‘Black-ish’ to tackle upcoming election in 1-hour special ahead of season 7 premiere
Matthew A. Cherry is set to direct the 1-hour special that hits ABC on October 4
It’s almost time for black-ish to return for its seventh season on ABC, but the Johnsons will tackle the upcoming election in a two-part special next week.
The series, led by Anthony Anderson, Tracee Ellis Ross, Marsai Martin, and Jenifer Lewis, will present two back-to-back episodes for the 1-hour special on October 4. The episodes will follow the Johnsons as they navigate the upcoming election and will be presented in part as an animated episode. Oscar-winning Hair Love creator Matthew A. Cherry is set to direct.
The season 7 premiere will hit ABC on October 21 and the new season of the series, created by Kenya Barris, promises to continue telling stories that shine a light on current events, addressing the global pandemic, voting, systemic racism, and the movement for social justice and equality.
Check out the teaser:
As if that’s not enough good news, it was also announced on Tuesday that esteemed and award-winning American author and artist Kadir Nelson will paint the Johnson family portrait, serving as the black-ish season 7 key art ahead of the show’s fall premiere. The artwork will be unveiled at a later date.

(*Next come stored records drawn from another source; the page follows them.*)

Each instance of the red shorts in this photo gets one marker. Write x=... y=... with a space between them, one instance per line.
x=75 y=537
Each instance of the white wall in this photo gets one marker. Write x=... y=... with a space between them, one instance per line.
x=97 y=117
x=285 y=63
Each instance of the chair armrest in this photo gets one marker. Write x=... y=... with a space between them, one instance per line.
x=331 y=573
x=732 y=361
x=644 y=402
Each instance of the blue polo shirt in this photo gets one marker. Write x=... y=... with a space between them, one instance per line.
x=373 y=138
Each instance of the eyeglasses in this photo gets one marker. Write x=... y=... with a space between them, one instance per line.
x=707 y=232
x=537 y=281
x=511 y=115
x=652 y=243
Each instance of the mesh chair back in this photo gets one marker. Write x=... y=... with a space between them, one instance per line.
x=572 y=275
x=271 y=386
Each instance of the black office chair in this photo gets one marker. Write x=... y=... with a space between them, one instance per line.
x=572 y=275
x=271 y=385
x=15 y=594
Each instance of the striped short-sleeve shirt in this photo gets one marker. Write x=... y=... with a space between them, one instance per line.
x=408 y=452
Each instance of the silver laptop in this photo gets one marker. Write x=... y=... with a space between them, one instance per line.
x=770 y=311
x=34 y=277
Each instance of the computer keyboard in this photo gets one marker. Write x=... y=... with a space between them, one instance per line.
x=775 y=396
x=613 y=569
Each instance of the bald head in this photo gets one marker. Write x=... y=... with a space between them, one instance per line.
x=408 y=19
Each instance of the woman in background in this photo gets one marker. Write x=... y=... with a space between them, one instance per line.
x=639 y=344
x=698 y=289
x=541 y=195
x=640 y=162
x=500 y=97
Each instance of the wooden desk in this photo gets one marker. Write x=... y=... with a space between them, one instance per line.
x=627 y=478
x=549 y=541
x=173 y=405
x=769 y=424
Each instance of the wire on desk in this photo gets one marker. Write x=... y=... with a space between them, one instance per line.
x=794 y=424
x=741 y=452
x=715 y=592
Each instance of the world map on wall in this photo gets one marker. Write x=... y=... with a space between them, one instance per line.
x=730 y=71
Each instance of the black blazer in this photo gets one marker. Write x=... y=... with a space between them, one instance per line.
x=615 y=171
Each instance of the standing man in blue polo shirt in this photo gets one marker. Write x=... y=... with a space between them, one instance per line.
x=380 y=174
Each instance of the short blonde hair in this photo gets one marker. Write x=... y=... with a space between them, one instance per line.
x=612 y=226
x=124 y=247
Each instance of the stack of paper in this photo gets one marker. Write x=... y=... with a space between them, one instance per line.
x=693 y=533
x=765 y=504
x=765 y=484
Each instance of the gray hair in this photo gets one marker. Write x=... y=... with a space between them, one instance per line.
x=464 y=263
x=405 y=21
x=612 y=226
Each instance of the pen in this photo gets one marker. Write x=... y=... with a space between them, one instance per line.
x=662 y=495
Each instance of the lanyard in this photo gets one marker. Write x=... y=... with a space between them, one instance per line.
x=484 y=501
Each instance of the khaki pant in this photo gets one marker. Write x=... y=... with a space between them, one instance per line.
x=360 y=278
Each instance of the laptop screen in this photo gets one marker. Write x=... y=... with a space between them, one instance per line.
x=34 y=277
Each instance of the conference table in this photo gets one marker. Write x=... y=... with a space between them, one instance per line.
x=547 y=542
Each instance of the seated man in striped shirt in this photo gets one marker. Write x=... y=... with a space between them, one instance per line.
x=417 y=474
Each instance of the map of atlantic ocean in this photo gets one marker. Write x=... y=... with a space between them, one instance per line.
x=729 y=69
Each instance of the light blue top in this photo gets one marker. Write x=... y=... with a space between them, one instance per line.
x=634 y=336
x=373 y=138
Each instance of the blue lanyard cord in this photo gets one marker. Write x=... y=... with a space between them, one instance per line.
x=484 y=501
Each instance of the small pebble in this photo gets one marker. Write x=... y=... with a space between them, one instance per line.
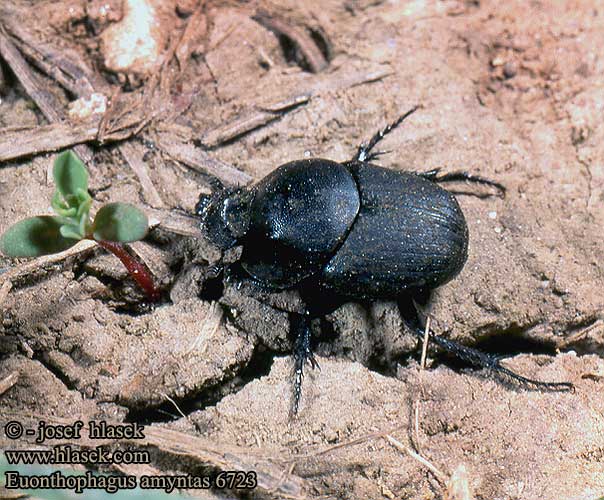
x=510 y=70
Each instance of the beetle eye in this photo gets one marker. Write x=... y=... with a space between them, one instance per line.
x=203 y=204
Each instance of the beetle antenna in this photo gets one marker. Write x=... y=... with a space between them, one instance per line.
x=364 y=151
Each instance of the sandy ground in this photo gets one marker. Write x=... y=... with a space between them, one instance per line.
x=511 y=92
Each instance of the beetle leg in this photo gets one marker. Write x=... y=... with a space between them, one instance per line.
x=433 y=175
x=364 y=153
x=478 y=358
x=302 y=355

“I’m thrilled and honored to have been asked to create the key art for ‘black-ish’ on ABC,” said Nelson. “I’m a fan of the show, and it’s especially pleasing to have met and worked with the cast and creatives.

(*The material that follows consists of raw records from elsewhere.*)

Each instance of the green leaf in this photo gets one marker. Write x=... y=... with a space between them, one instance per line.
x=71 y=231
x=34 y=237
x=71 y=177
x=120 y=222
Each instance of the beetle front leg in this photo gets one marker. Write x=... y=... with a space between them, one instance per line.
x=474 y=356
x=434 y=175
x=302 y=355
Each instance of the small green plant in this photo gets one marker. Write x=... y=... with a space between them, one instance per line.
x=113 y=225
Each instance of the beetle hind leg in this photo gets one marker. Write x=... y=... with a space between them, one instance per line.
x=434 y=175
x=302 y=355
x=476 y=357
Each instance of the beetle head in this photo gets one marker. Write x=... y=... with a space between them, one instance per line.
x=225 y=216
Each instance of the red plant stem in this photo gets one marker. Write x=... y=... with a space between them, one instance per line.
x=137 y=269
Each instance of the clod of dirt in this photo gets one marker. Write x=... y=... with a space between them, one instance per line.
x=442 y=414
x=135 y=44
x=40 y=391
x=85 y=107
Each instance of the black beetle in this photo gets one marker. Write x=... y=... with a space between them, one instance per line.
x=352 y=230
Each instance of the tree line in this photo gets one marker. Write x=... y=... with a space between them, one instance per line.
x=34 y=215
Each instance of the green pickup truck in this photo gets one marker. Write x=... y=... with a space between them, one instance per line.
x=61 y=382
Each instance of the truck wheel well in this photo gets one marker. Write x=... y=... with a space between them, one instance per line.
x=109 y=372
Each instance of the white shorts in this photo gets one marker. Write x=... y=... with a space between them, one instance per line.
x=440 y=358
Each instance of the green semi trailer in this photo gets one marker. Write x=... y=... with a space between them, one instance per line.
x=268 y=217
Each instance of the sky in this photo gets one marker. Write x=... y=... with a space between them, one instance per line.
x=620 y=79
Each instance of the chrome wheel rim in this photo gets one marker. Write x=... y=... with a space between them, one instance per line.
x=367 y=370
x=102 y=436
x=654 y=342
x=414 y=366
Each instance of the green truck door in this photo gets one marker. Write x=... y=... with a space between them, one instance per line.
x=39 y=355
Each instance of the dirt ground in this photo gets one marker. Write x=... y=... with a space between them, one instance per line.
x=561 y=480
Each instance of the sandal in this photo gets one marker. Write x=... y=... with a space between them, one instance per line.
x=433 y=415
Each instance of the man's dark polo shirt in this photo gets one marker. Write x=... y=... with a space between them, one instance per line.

black-ish has historically told the story of the Black experience in America through the lens of the Johnson family, tackling topics such as racism, police brutality and mental health, among others with poignant storytelling. Similarly, Nelson, whose work can be found in the permanent collections of notable institutions including the United States House of Representatives, the Smithsonian’s National Portrait Gallery and the National Museum of African American History and Culture, focuses on historical narratives and heroic subjects in American culture.

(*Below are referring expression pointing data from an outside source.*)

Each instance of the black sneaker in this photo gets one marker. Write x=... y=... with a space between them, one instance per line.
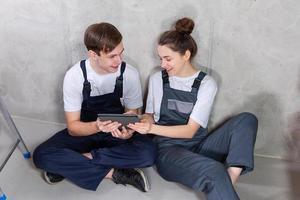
x=134 y=177
x=52 y=178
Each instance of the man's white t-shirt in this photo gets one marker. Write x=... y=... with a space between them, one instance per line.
x=205 y=96
x=101 y=84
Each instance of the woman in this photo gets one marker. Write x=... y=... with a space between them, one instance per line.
x=179 y=103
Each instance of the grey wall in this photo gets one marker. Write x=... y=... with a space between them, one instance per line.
x=250 y=47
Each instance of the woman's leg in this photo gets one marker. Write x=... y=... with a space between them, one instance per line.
x=195 y=171
x=233 y=144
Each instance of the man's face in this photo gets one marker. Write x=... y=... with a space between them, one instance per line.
x=109 y=62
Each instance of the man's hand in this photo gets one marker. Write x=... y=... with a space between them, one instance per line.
x=123 y=133
x=142 y=127
x=107 y=126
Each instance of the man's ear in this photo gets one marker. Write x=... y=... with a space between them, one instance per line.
x=187 y=55
x=92 y=54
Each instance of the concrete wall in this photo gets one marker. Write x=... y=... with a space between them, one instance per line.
x=250 y=47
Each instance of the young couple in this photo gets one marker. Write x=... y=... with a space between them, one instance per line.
x=179 y=103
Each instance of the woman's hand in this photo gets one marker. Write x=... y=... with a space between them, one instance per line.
x=123 y=133
x=143 y=127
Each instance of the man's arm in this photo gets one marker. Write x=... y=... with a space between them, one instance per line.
x=79 y=128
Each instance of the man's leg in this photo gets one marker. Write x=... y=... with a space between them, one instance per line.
x=138 y=152
x=195 y=171
x=62 y=154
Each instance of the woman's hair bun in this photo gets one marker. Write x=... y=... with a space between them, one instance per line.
x=185 y=25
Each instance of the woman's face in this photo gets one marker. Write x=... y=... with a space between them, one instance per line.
x=173 y=62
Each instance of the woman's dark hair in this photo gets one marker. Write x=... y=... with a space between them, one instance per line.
x=102 y=37
x=180 y=39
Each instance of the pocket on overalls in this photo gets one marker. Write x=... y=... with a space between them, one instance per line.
x=180 y=106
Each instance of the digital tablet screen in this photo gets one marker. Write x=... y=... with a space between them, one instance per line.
x=124 y=119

“I feel that art’s highest function is that of a mirror that reflects the beauty of the human spirit,” he continued. “I aim to create expressive and emotionally resonant paintings that connect with viewers from all walks of life. I often revisit themes of American history and the journey of the hero. Primarily through two-dimensional oil paintings, I utilize dramatic lighting and perspective, dynamic compositions, robust and subtle palettes, and varied textures to create a visceral visual experience for the viewer.”